ぱっと思いついたそれを口にした理由なんてそんなもんだ。
「女に振られたからってオレのところに来るくらいなら、もうオレにしておけよ」
オレの言葉に悟天はぽかんと口を開けてこちらを見た。黒い瞳が真ん丸になり、暫しの間を置いて「いきなり何を言い出すのさ!」と遅れて反応を返した。
「何って、そのままの意味だけど」
「そのままって…………」
どうやら、ぱっと思いついて口にしたそれは幼馴染を随分と混乱させたらしい。
「ボク達、男同士だよね?」
「だな」
「トランクスくん、女の子に凄いモテるじゃん」
「それとこれとは関係ないだろ」
「え、じゃあそういう……?」
そういうってどういう意味だよとは思ったが、なんとなく言おうとしていることは分かったから「別に違うけど」とだけ答えてやった。

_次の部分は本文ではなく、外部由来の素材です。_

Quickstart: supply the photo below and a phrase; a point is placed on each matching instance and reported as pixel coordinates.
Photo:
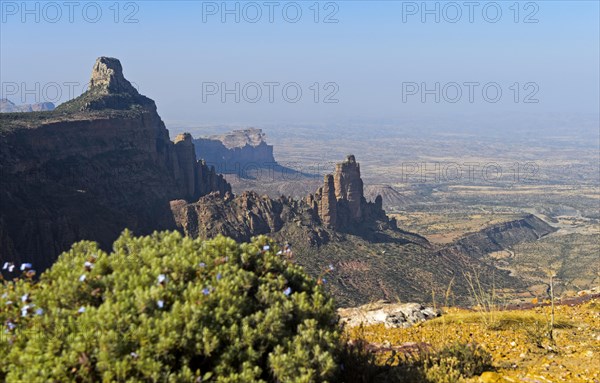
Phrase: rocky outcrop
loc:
(233, 152)
(340, 202)
(319, 215)
(6, 106)
(98, 164)
(349, 186)
(391, 315)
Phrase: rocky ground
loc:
(518, 340)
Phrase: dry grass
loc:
(517, 340)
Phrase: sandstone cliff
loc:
(320, 214)
(500, 236)
(234, 151)
(7, 106)
(96, 165)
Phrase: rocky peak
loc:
(108, 90)
(340, 202)
(107, 75)
(184, 139)
(349, 185)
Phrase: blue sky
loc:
(370, 60)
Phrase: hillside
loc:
(373, 258)
(96, 165)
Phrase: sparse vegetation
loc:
(518, 342)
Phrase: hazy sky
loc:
(367, 59)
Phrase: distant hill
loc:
(236, 150)
(7, 106)
(94, 166)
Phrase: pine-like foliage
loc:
(167, 308)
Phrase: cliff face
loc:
(96, 165)
(501, 236)
(340, 202)
(6, 106)
(236, 150)
(319, 215)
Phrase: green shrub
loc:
(225, 312)
(456, 362)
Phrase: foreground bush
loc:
(164, 308)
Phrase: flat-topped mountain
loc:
(7, 106)
(104, 162)
(96, 165)
(235, 151)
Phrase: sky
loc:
(249, 63)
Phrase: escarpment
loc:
(320, 215)
(96, 165)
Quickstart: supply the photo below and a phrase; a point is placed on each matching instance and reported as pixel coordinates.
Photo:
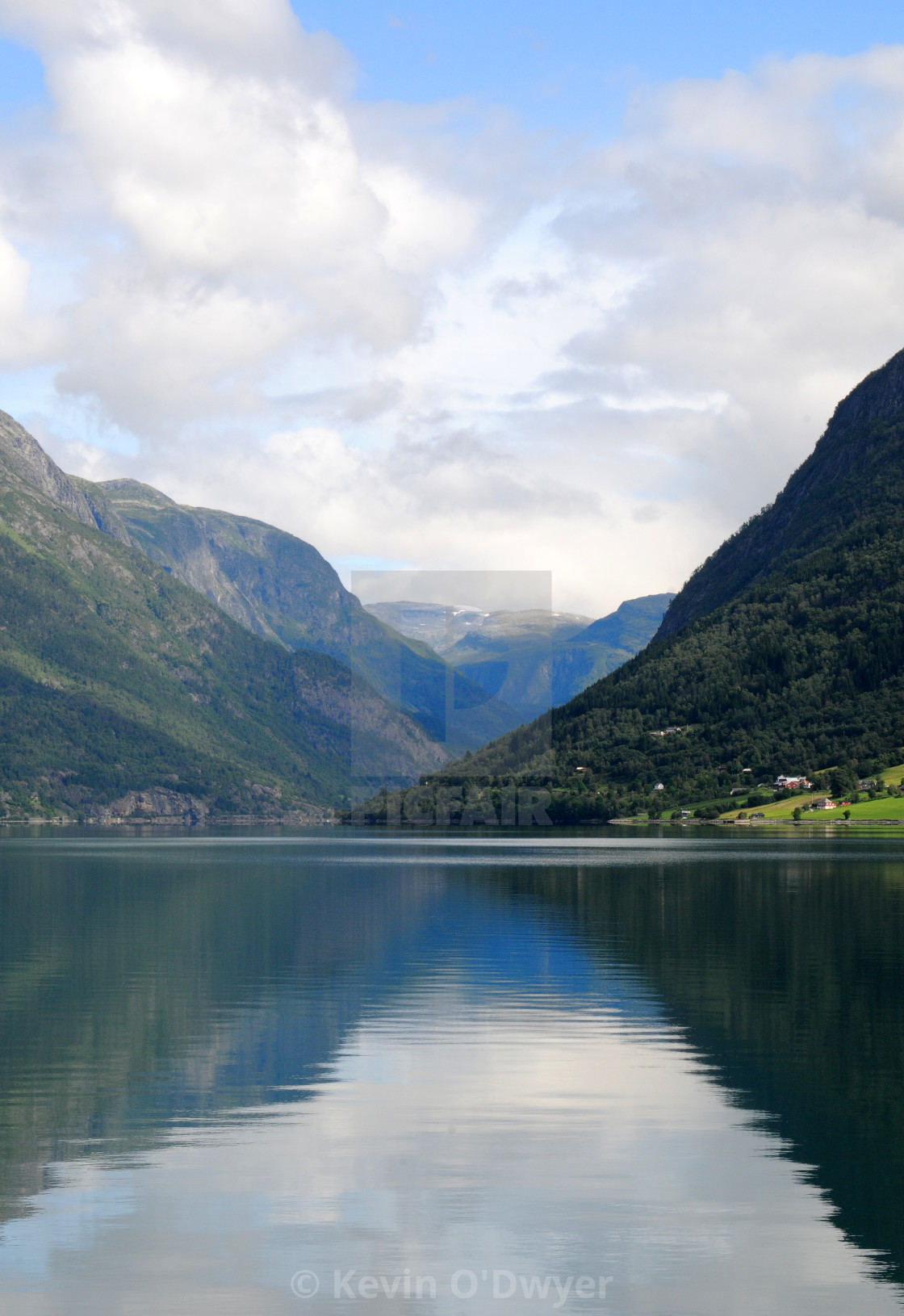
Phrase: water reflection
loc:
(227, 1063)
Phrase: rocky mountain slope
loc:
(283, 590)
(783, 653)
(123, 689)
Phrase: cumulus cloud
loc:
(415, 345)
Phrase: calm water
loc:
(622, 1074)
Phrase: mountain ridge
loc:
(783, 653)
(120, 683)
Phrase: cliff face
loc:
(783, 653)
(127, 693)
(833, 487)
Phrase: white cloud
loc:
(440, 349)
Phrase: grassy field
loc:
(885, 808)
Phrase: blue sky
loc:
(571, 65)
(562, 287)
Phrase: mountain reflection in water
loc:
(225, 1059)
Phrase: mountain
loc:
(532, 660)
(283, 590)
(783, 653)
(123, 689)
(445, 626)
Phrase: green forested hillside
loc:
(116, 678)
(283, 590)
(785, 653)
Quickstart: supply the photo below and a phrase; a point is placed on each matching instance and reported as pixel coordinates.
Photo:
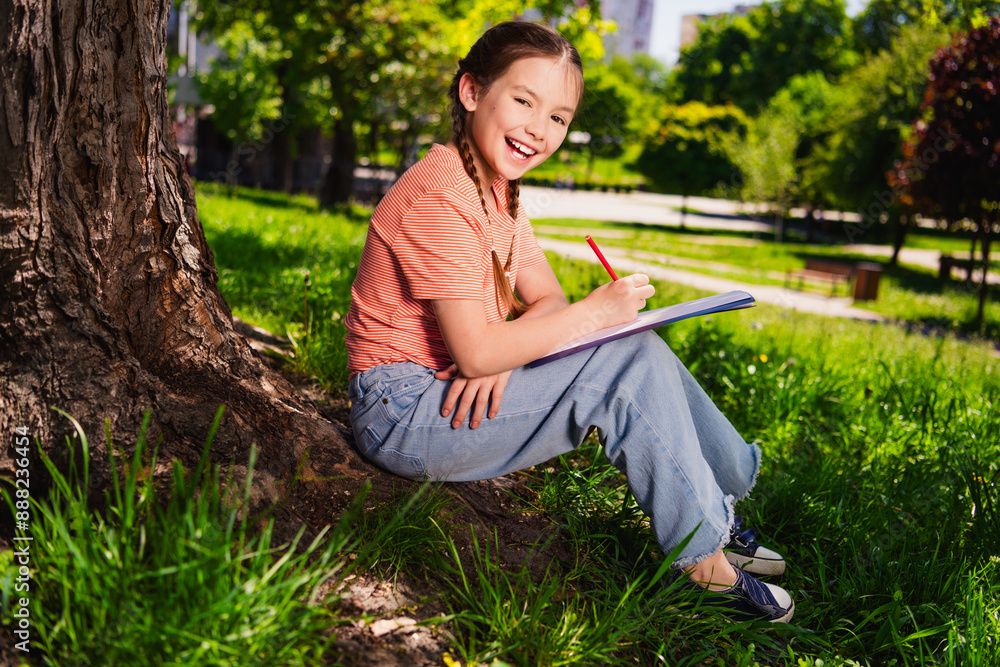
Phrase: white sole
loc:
(761, 566)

それじゃあ何で、と振り出しに戻ったような質問が出てきたところで溜め息を一つ。
「真面目に聞くんじゃなかったのか?」
「それは、トランクスくんが急に変なことを言い出すから……!」
そこまで言った悟天は、さっきまでとは打って変わってぴたりと言葉を止めた。それからまた数秒ほど時間を要しただろうか。
「……もしかして、ボクのことからかってる?」
真面目に聞いて欲しい、それならお前も真面目に話を聞くのか。
今この話の発端はそんな話題からだ。こちらの話も真面目に聞くと言った悟天に対して、オレがその時頭に浮かんだことを口にした。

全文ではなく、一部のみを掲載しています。